Die Wanderausstellung des Riga-Komitees „Riga. Deportationen - Tatorte - Erinnerungskultur“ thematisiert die Deportationen von rund 25.000 überwiegend jüdischen Frauen, Männern und Kindern zwischen 1941 und 1942 in das von den Nationalsozialisten besetzte Riga. Nur etwa vier Prozent der dorthin Verschleppten überlebten, die anderen wurden im Wald von Bikernieki und Rumbula ermordet oder starben entweder im Ghetto oder in später eingerichteten Lagern. Für Jüdinnen und Juden aus der hiesigen Region wurde Riga zum „westfälischen Auschwitz“: Ein Großteil der aus Westfalen deportierten jüdischen Menschen fand dort den Tod. Im Jahr 1938 waren rund 530 Mitglieder bei jüdischen Gemeinden in den Altkreisen Ahaus und Borken gemeldet, die dann ab Dezember 1941 in mehreren Transporten „Richtung Osten gingen“. Mindestens zwei davon fuhren nach Riga.
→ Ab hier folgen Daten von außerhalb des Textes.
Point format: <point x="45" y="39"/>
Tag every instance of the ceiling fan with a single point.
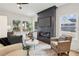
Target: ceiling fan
<point x="20" y="5"/>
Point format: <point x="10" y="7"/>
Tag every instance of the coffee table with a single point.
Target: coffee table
<point x="32" y="45"/>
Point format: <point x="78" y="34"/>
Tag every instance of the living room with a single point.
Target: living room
<point x="30" y="28"/>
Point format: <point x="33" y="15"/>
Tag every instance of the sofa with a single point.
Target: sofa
<point x="12" y="50"/>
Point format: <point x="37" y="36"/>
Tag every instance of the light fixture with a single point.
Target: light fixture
<point x="20" y="5"/>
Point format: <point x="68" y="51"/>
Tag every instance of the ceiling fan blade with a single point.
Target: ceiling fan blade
<point x="22" y="3"/>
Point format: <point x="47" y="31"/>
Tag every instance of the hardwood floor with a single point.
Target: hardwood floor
<point x="43" y="49"/>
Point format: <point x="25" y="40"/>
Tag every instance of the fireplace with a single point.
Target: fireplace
<point x="44" y="35"/>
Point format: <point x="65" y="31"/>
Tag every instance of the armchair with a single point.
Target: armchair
<point x="61" y="46"/>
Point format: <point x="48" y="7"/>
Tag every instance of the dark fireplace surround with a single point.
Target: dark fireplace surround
<point x="47" y="24"/>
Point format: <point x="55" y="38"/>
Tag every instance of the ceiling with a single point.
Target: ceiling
<point x="27" y="9"/>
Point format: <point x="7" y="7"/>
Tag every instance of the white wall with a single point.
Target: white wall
<point x="13" y="16"/>
<point x="68" y="9"/>
<point x="3" y="26"/>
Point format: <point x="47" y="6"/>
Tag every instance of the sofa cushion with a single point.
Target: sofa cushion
<point x="55" y="43"/>
<point x="17" y="53"/>
<point x="1" y="45"/>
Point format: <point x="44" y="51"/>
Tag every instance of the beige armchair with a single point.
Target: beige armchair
<point x="61" y="46"/>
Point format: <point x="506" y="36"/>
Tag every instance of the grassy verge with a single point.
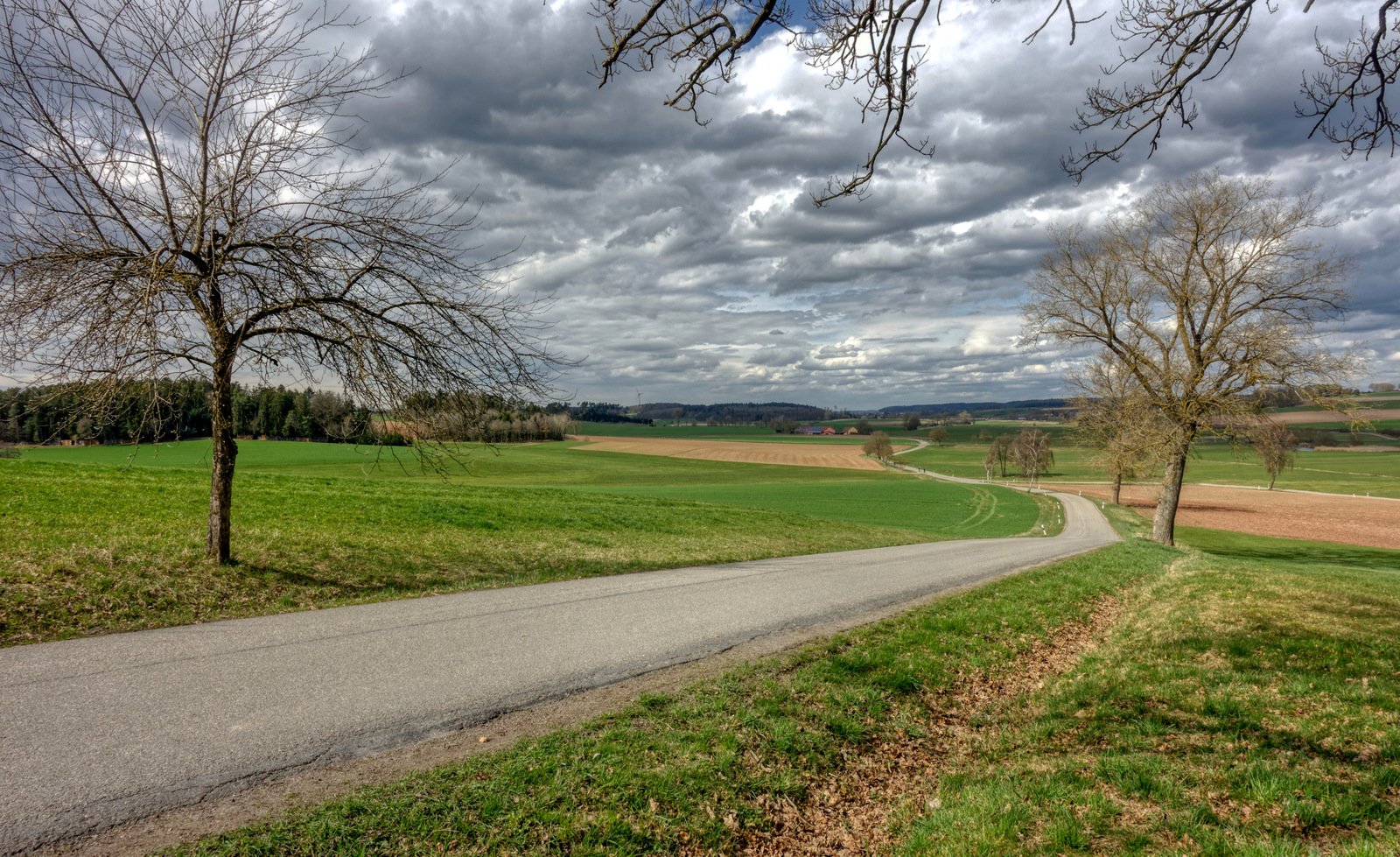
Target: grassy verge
<point x="88" y="549"/>
<point x="1214" y="703"/>
<point x="1250" y="705"/>
<point x="1218" y="464"/>
<point x="706" y="770"/>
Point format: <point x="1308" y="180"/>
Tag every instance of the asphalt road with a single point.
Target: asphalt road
<point x="105" y="730"/>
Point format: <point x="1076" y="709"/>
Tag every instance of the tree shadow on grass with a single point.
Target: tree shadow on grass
<point x="1232" y="545"/>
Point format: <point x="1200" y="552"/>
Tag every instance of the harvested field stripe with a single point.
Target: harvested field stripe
<point x="807" y="455"/>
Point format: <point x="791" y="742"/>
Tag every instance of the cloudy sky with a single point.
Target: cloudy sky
<point x="688" y="263"/>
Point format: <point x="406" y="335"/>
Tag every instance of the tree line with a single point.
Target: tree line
<point x="174" y="409"/>
<point x="177" y="409"/>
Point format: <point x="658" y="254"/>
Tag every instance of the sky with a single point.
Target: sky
<point x="688" y="263"/>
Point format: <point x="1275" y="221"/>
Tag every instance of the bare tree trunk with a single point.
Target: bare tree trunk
<point x="221" y="479"/>
<point x="1164" y="523"/>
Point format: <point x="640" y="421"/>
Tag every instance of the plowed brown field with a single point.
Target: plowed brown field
<point x="1332" y="416"/>
<point x="807" y="455"/>
<point x="1316" y="517"/>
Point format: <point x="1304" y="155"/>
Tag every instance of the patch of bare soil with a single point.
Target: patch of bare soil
<point x="1368" y="521"/>
<point x="850" y="811"/>
<point x="1332" y="416"/>
<point x="805" y="455"/>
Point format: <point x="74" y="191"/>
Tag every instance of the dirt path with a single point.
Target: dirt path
<point x="807" y="455"/>
<point x="1318" y="517"/>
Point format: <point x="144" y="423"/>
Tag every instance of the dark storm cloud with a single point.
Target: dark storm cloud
<point x="679" y="254"/>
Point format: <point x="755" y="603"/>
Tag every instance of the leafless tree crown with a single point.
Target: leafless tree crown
<point x="1204" y="290"/>
<point x="181" y="196"/>
<point x="875" y="46"/>
<point x="179" y="189"/>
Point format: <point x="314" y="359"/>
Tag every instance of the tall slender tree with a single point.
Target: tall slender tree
<point x="181" y="196"/>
Einblicke in die konkreten Schicksale deportierter Menschen aus dem Westmünsterland erhalten die Besucherinnen und Besucher dank der Ergänzung der Wanderausstellung des Riga Komitees durch lokale Forschungsergebnisse.
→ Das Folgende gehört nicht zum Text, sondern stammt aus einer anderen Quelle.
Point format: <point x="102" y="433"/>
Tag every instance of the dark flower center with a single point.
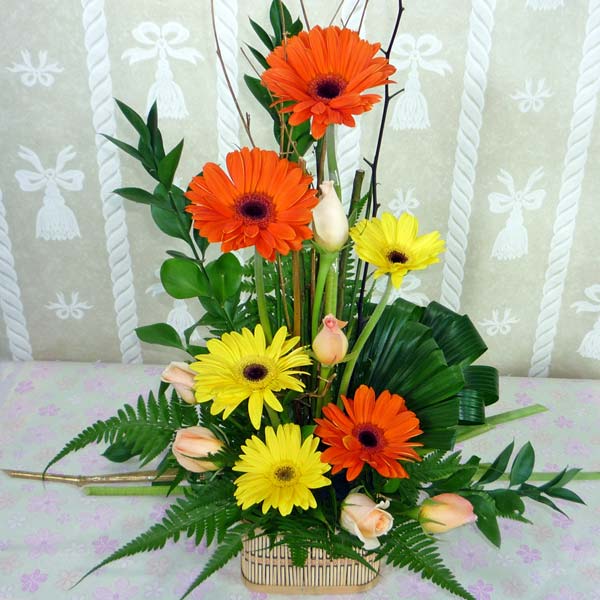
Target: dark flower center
<point x="254" y="208"/>
<point x="369" y="436"/>
<point x="255" y="372"/>
<point x="327" y="87"/>
<point x="396" y="256"/>
<point x="285" y="473"/>
<point x="368" y="439"/>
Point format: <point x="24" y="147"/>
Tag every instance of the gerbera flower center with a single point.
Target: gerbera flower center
<point x="254" y="208"/>
<point x="369" y="436"/>
<point x="327" y="87"/>
<point x="285" y="474"/>
<point x="395" y="256"/>
<point x="255" y="372"/>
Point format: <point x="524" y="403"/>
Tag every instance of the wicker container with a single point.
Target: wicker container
<point x="272" y="571"/>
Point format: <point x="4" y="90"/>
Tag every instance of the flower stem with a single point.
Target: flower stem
<point x="332" y="167"/>
<point x="132" y="490"/>
<point x="261" y="299"/>
<point x="362" y="338"/>
<point x="325" y="261"/>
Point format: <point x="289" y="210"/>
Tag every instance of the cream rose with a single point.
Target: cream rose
<point x="329" y="219"/>
<point x="444" y="512"/>
<point x="366" y="519"/>
<point x="191" y="447"/>
<point x="181" y="377"/>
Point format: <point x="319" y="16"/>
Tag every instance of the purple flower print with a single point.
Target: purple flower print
<point x="201" y="548"/>
<point x="101" y="518"/>
<point x="523" y="399"/>
<point x="563" y="422"/>
<point x="48" y="503"/>
<point x="50" y="410"/>
<point x="578" y="550"/>
<point x="24" y="386"/>
<point x="471" y="557"/>
<point x="528" y="555"/>
<point x="42" y="542"/>
<point x="588" y="396"/>
<point x="482" y="590"/>
<point x="30" y="582"/>
<point x="561" y="521"/>
<point x="159" y="511"/>
<point x="104" y="545"/>
<point x="577" y="448"/>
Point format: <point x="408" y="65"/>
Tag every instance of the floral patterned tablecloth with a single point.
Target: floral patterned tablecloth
<point x="50" y="535"/>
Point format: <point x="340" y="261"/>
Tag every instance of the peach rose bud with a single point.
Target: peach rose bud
<point x="331" y="344"/>
<point x="330" y="223"/>
<point x="444" y="512"/>
<point x="192" y="445"/>
<point x="181" y="377"/>
<point x="366" y="519"/>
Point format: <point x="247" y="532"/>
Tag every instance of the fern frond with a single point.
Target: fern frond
<point x="231" y="545"/>
<point x="146" y="432"/>
<point x="407" y="545"/>
<point x="435" y="466"/>
<point x="208" y="511"/>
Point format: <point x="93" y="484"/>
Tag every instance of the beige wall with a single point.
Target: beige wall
<point x="495" y="141"/>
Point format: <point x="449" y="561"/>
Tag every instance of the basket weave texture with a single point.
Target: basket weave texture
<point x="272" y="571"/>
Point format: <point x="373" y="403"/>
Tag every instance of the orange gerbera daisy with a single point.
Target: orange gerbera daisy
<point x="375" y="432"/>
<point x="264" y="202"/>
<point x="324" y="72"/>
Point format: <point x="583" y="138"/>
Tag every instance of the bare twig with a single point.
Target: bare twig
<point x="304" y="14"/>
<point x="244" y="119"/>
<point x="373" y="205"/>
<point x="83" y="480"/>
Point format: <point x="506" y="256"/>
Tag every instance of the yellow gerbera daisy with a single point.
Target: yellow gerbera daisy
<point x="391" y="244"/>
<point x="241" y="367"/>
<point x="281" y="471"/>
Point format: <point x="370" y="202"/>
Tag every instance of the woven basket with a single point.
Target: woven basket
<point x="272" y="571"/>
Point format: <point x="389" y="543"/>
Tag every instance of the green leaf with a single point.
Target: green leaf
<point x="408" y="546"/>
<point x="508" y="503"/>
<point x="155" y="135"/>
<point x="167" y="167"/>
<point x="497" y="468"/>
<point x="260" y="92"/>
<point x="225" y="276"/>
<point x="522" y="467"/>
<point x="168" y="222"/>
<point x="262" y="34"/>
<point x="146" y="432"/>
<point x="262" y="61"/>
<point x="564" y="494"/>
<point x="118" y="452"/>
<point x="159" y="333"/>
<point x="485" y="509"/>
<point x="141" y="196"/>
<point x="127" y="148"/>
<point x="183" y="278"/>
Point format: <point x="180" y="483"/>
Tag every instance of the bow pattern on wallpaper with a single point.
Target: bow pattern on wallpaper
<point x="55" y="220"/>
<point x="162" y="43"/>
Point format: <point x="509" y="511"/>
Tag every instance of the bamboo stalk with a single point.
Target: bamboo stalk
<point x="83" y="480"/>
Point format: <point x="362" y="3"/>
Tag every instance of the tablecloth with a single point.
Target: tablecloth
<point x="50" y="535"/>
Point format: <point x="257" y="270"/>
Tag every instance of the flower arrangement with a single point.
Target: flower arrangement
<point x="313" y="416"/>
Die Ausstellung „Die Tänzerin von Auschwitz“ zeichnet die Geschichte der niederländischen Jüdin Roosje Glaser anhand ihrer eigenen Tagebuch-Notizen und vieler Familienfotos nach: Roosje war eine lebenslustige Frau Anfang 20, als das NS-Regime die Macht übernahm. Sie betrieb als bekannte Tanzlehrerin ihre eigene Tanzschule, die sie auch nach der deutschen Besetzung der Niederlande heimlich auf dem Dachboden der Eltern fortführte. Ihr Ex-Mann verriet sie dann allerdings an die Nationalsozialisten und es begann ein Leidensweg durch sieben Konzentrationslager. In Auschwitz schrieb sie Lieder und Gedichte und trat bei abendlichen Treffen der SS als Tänzerin auf. Roosje Glaser überlebte so den Holocaust. Sie starb im Jahr 2000 im Alter von 86 Jahren in Stockholm. Ihr Neffe Paul Glaser kam erst Ende der 1980er-Jahre durch Zufall dem Geheimnis seiner jüdischen Wurzel auf die Spur. Er traf sich mit seiner Tante in Schweden und deckte dabei immer mehr Details seiner Familiengeschichte auf. Nach ihrem Tod veröffentlichte er die Geschichte unter dem Titel „Die Tänzerin von Auschwitz“. […]“

Die Ausstellung "Riga. Deportationen - Tatorte - Erinnerungskultur" geht bis zum 22. Juni 2025; die Ausstellung "Die Tänzerin von Auschwitz" bis zum 11. September 2025.